The educational responsibility about certain digital misuses
19It underlines the need, in popular circles, to link this generation to humanist culture. Other contributors insist on the new objectives that the school must give itself, whether it is a question of the “dedicated, organized learner, reflective and social seeker” (E. Playfair), or educational responsibility about certain digital misuses noted by Daniel Moatti, in the round table devoted to France. In South Korea, the authors focus on “people’s resistance to digital technologies, linked to questions of health and student success”. François Bocquet and Éric Brouillard, in Australia, underline that diversions are inevitable and that it is up to school. Professionals and parents to take charge of the necessary education. Finally, P. Hogenbirk recalls that even in the Netherlands,
Some argue, on the contrary, that in such an intense and largely multimedia-dominated outside world. The school should teach children to concentrate, providing them with a more restful and stable environment.

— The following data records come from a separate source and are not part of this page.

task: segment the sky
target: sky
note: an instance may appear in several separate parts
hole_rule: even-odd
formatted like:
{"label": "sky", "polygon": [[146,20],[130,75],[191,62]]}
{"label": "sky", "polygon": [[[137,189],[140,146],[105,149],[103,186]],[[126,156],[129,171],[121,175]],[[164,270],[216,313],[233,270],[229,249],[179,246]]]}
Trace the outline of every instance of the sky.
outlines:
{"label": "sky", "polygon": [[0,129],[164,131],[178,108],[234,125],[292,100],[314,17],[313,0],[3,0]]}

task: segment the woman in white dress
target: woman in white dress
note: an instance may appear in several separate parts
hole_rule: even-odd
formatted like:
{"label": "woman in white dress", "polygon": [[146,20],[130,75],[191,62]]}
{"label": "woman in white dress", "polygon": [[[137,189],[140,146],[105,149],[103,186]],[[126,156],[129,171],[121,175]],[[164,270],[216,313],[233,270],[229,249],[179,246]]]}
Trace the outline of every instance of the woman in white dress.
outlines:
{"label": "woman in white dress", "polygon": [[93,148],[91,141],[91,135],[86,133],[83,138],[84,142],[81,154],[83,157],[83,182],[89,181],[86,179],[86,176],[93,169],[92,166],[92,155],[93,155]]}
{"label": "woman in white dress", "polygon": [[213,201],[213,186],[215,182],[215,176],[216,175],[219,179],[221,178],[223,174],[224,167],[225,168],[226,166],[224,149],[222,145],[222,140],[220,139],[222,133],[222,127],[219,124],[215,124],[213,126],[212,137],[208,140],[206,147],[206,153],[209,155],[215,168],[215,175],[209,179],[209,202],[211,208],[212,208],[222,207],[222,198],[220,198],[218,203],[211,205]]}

The essential question, which runs through several articles, is curricular. How do train students in the culture of the 21st century, in its digital dimension? Two options are emerging: digital education through one or more disciplines, and transdisciplinary education. In Australia, for example, “interest in 21st-century skills century and digital technologies has resulted”. In the creation of a new compulsory subject in lower secondary education: “computer science”.
Computational techniques to understand codes
This discipline emphasizes computer thinking in the real world, provides training in problem. Solving methods as well as computational techniques, to understand codes and what they are capable of doing. Australia has also opted for digital education. Nicholas Reynolds and Dianne P.
There is a Technology Learning Area in the National Curriculum which is divided into two disciplines, design and technologies and digital technologies” and “diploma of information technology are now seen as belonging to a separate area of knowledge, based on its curriculum and learning outcomes.